DSCF0086DSCF0255Guatemala City Palace Square


How one country can pack so much cultural and geographic diversity into an area the size of Tennessee (and less than half the size of the UK) kind of boggles the mind, and yet Guatemala does it seamlessly. It’s home to everything from ancient Maya temples and Spanish colonial cities to cloud-shrouded highland villages and vibrant Caribbean towns. There are steaming volcanoes, lazy rivers, remote cloud forests, and vast swaths of untamed jungle. What truly make this country unique, though, are the modern-day Mayas whose intriguing culture, centuries-old traditions, and myriad languages (there are 21 in total) continue to thrive today.

Guatemala is bordered by Mexico, Belize, Honduras, and El Salvador. It has a small snippet of Caribbean coastline (here, you’ll find the laidback Garífuna town of Lívingston) and a flat, 250-kilometer-long (155-mile) Pacific stretch that’s notable mostly for its fantastic deep sea fishing and nesting sea turtles.

A bit further inland, a vast volcanic mountain chain juts up dramatically to form the Guatemalan highlands and the heart of today’s Maya culture. Here, you’ll find Lake Atitlán, with its trio of rugged volcanoes and handful of indigenous towns, as well as the colorful, sprawling market of Chichicastenango. Head east from Atitlán, and you’ll arrive in Antigua—Guatemala’s take on colonial city quaint—as well as the country’s bustling capital, Guatemala City.

The country’s northern half is dominated by the sparsely populated department of El Petén. An isolated region that teems with wildlife (and has a surprising number of great lodging and eating options, too), El Petén is home to Guatemala’s best-known Maya archaeological site, Tikal, as well as myriad other impressive, off-the-beaten-path ruins.

Although five days is enough time to see some of Guatemala’s more popular destinations, eight to ten days will give you a better shot at really getting to know this diverse, beautiful country.


• Rainy season: From May to October there is a rainy season. June is the month with the higher average pluvial precipitation peaks. July and August typically offer a week of dry weather “Indian summer”, which are ideal moments for traveling because the rain stops but the bird biology and behavior remains in the winter moment.

• Dry-cold season: From November to February the weather is dry but can be cold, especially in the early morning and evening. These months have the lower peaks of temperature in January, and low average ranges in pluvial precipitation.

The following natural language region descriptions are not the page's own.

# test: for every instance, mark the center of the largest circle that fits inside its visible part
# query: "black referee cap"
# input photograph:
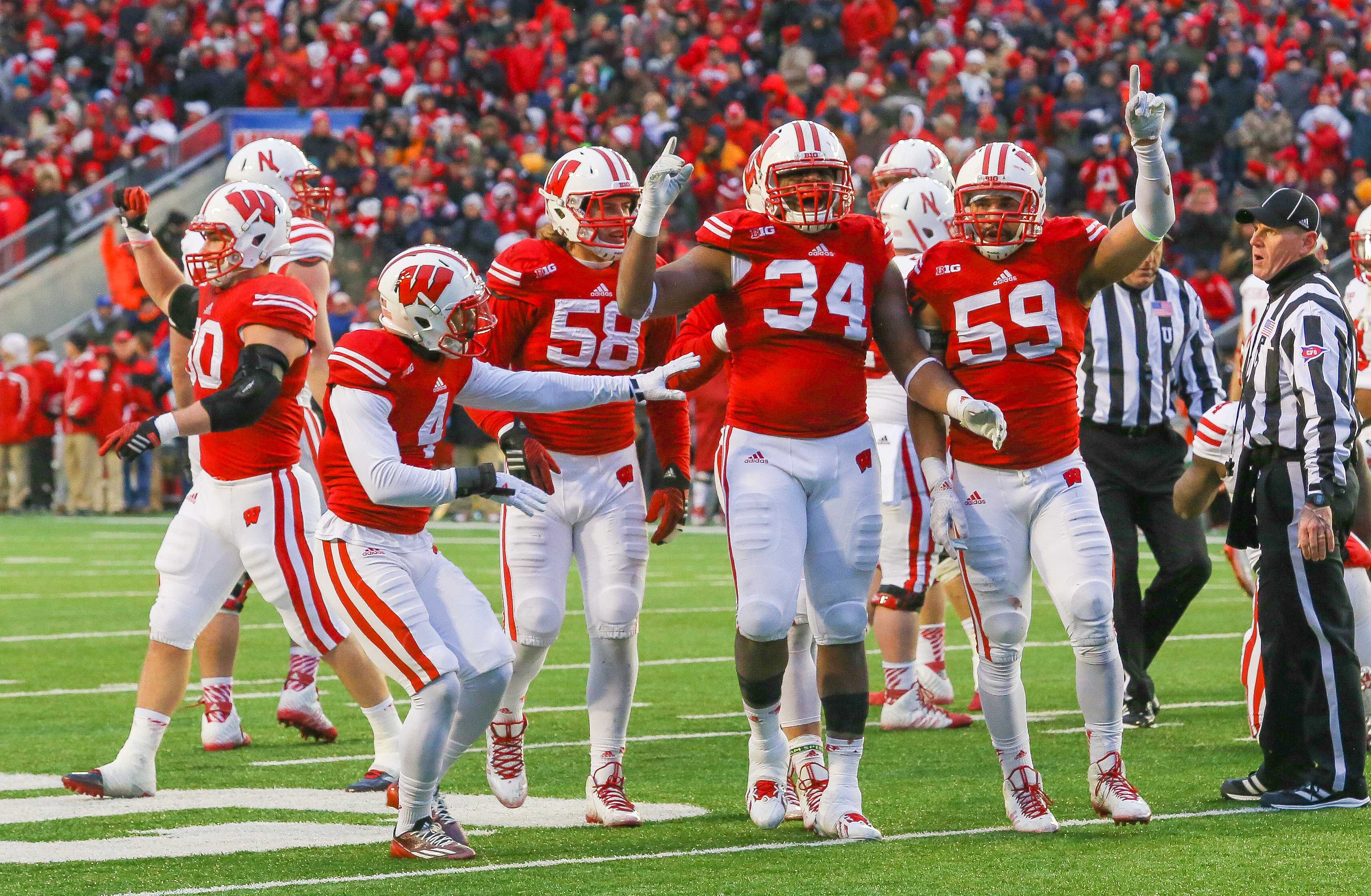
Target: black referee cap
(1284, 209)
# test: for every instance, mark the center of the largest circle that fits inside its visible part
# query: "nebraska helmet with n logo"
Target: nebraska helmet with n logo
(781, 187)
(918, 213)
(908, 158)
(434, 296)
(242, 225)
(280, 165)
(1001, 200)
(591, 198)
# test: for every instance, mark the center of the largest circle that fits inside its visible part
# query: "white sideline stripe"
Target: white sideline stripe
(66, 636)
(641, 857)
(482, 748)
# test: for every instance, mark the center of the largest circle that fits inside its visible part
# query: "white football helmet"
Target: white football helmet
(578, 188)
(908, 158)
(1005, 172)
(918, 212)
(808, 206)
(280, 165)
(434, 296)
(1362, 247)
(243, 225)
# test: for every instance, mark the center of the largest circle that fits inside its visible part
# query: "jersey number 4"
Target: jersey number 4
(845, 298)
(991, 335)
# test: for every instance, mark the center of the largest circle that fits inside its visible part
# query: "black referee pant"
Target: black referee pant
(1134, 470)
(1313, 728)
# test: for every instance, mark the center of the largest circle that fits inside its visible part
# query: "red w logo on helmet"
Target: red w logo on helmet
(246, 202)
(424, 280)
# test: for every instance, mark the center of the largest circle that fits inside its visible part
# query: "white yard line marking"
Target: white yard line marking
(643, 857)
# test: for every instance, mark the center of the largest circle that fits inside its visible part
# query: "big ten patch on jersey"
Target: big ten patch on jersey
(420, 390)
(273, 442)
(799, 320)
(1015, 334)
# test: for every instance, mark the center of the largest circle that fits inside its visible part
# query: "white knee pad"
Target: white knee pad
(761, 618)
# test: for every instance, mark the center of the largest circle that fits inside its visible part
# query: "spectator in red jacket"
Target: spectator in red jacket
(83, 384)
(17, 407)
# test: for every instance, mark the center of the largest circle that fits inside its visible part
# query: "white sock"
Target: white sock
(528, 662)
(146, 736)
(900, 677)
(800, 688)
(386, 734)
(844, 760)
(969, 625)
(609, 692)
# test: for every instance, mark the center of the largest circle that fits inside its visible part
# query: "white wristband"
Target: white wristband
(909, 377)
(168, 428)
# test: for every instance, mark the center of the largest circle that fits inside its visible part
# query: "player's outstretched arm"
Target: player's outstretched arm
(1130, 242)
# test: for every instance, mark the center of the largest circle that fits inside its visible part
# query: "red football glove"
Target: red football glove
(670, 503)
(526, 458)
(132, 440)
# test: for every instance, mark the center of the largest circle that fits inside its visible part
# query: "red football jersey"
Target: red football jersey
(273, 443)
(1015, 332)
(799, 321)
(420, 392)
(556, 314)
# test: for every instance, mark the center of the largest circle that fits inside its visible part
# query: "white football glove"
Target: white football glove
(1145, 112)
(652, 384)
(979, 417)
(664, 183)
(948, 518)
(519, 494)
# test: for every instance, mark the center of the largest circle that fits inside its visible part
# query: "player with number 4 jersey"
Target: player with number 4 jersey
(554, 302)
(1012, 291)
(794, 274)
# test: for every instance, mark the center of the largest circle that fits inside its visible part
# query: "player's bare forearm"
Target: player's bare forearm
(1196, 488)
(158, 273)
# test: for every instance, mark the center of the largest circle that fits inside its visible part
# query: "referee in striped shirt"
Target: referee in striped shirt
(1147, 340)
(1296, 492)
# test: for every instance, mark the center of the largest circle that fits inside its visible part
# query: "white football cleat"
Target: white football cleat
(221, 728)
(915, 712)
(937, 683)
(1027, 805)
(606, 802)
(1113, 796)
(505, 762)
(767, 784)
(840, 816)
(811, 780)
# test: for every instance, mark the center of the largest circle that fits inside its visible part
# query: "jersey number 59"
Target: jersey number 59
(995, 346)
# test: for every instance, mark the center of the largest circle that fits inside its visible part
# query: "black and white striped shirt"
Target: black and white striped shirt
(1144, 347)
(1299, 374)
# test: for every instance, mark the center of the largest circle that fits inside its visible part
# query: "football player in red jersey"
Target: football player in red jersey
(249, 510)
(280, 165)
(390, 396)
(556, 310)
(794, 274)
(1012, 294)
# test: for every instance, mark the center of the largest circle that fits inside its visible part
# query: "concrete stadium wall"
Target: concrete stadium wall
(65, 287)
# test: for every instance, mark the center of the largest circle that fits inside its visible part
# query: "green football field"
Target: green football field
(74, 598)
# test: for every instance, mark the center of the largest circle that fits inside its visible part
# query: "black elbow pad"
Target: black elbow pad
(184, 310)
(254, 388)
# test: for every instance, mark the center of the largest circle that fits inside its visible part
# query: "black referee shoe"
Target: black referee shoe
(1313, 796)
(1248, 790)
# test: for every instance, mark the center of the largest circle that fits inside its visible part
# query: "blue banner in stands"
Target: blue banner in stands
(287, 124)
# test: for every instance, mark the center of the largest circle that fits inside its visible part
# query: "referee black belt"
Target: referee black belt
(1127, 432)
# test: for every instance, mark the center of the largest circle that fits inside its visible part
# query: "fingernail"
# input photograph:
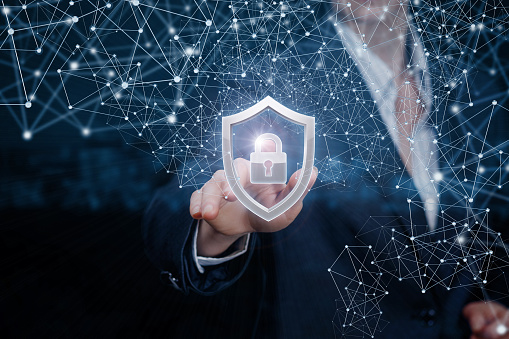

• Dry-warm season: From March to April the weather is hot and dry. The higher temperature peaks are in April and also the lower precipitation averages.


• Dry Season: March / April / May • Least Mosquitoes – The Colder / Fresher months are November to Feb when there are least mosquitoes • Most Mosquitoes: August & Sept are the WORST months for humidity and mosquitoes • Hottest Months: May & June are the hottest months • Hazy Months: April / May can be the worst months for forest fires and create hazy days.


Best time would be in June, July, and August because we can get into excavations and tunnels that might be closed otherwise with the archaeologists. Oct Nov Jan Feb are great for the weather and archaeologist’s availability. March and April are very hot and chiggers and ticks are bad during those months.


Guatemalan coffee season – picking and processing – is from November to April


The best bird watching months are November and March for both indigenous and migratory Birds and also June / July which is mating season

• October to April – Neotropical migratory season: A Neotropical migratory bird breeds in Canada and the United States during the northern summer and spends the northern winter in Mexico, Central America, South America or the Caribbean islands. Basically the migratory season goes from October to April. The climate is dry, fresh, and ideal for traveling, the biodiversity of birds is at a peak and the activity of birds searching for food is an amazing spectacle. Possibly the best months for visiting the country are November (when all the migrant birds are already in the country) and March (when most of the migrant birds are moving from the neotropical region to the north). There are about 200 species of Neotropical migratory birds. The majority are songbirds (such as warblers, thrushes, tanagers, and vireos), but there are also many shorebirds (such as sandpipers, plovers, and terns), some raptors (such as hawks, kites and vultures), and a few types of waterfowl (such as teal).

• June & July – Local breeding season: During the months of June and July the climate is wet and cold in most of the highlands. The migrant birds are gone, but the local resident birds are starting to breed so most of the birds can be seen in couples. Their nest, eggs and reproductive behavior are accessible and it is the best moment for emotive pictures.